More and more Control problems

Hi folks,

I recently finished my Picade and tried first to install latest version of Retropie on one new SD-card. The buttons and joystick was never identified as “Keybord” in Emulation station after the online installation of drivers OR which ever step from advices in forums that I took and therefore it could never be configured.

I formatted and made a new fresh installation on the same SD but with the same result.
I bought a new SD and made a fresh installation on this with exactly the same result.
I now downloaded the update from Github and made at local installation and… tada! All the controls were now possible to configure in the Emulation station!

BUT…

Starting the first ROMs in mame, the joystick and buttons are no responsive! When i try to configure the control in mame, it seems that that all inputs are right pre configured though I can’t reconfigure them.
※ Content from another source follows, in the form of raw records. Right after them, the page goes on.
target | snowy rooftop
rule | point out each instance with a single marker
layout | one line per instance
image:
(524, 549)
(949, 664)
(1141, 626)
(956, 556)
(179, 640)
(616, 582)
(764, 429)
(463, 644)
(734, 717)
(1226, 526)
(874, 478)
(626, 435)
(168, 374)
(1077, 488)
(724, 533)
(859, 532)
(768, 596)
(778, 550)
Maby it’s a problem that could be adressed the Liberto Mame I thought

BUT…

unfortunally not, as I now tried NES ROMs as well and the controls doesn’t work there either.
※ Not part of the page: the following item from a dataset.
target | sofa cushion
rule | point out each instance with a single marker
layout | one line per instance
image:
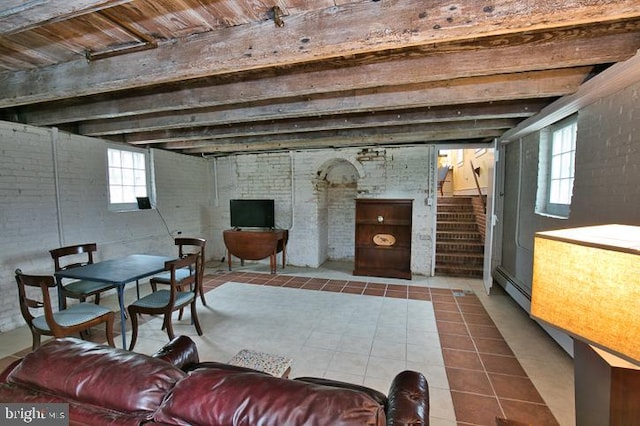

PLEASE! Give me some ideas or advice what to do???

AND - Why are all theese problems? All people buying the Picadehat and RPI3B+ (as in my case) installing the latest Retropie should get the same problems as me, right?? But this doesn’t seem to be the case?

Did you run the curl command to install the drivers?
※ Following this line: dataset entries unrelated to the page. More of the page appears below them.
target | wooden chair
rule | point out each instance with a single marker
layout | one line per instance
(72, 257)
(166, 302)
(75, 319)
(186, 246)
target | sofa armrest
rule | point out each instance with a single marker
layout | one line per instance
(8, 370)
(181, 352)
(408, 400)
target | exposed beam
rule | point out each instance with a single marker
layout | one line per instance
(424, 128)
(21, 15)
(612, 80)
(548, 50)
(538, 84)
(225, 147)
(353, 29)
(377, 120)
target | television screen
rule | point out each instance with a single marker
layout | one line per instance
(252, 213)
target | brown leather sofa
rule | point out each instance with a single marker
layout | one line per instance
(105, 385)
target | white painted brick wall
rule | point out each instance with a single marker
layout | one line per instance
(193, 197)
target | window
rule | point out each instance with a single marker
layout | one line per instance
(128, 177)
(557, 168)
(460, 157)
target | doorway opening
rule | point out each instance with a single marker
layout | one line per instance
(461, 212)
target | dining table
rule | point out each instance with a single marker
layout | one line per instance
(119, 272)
curl https://get.pimoroni.com/picadehat | bash

If you are booting into Retropie then hook up a keyboard and hit F4 to take you to the command line so you can issue the curl command, reboot and you should be good to go …

I did actually run the curl command to install The drivers in all my tries without any luck.

But I can tell that trying to reinstall in the same way again for the 5th OR 6th time, suddenly it actually worked out. It is hard to tell why as I followed exactly The same procedure as all The other times.

For all of you having The same problems as I, the solution unfortunally seems to be to try making a fresh install again and again and again… Finally you might be lucky.

often a microSD canbe the problem if you follow the same process repeatedly with different results. I watch the formatting pattern (speed which it formats and if there are any hesitations in the formatting).
you want a smooth consistant format, and if it fails to do such or hesitates at a certain percentage or randomly its not really a good microSD for an operating systems as it may just be corrupting data that is being written.
some of the unknown counterfeit sandisks I have received from ebay have these issues.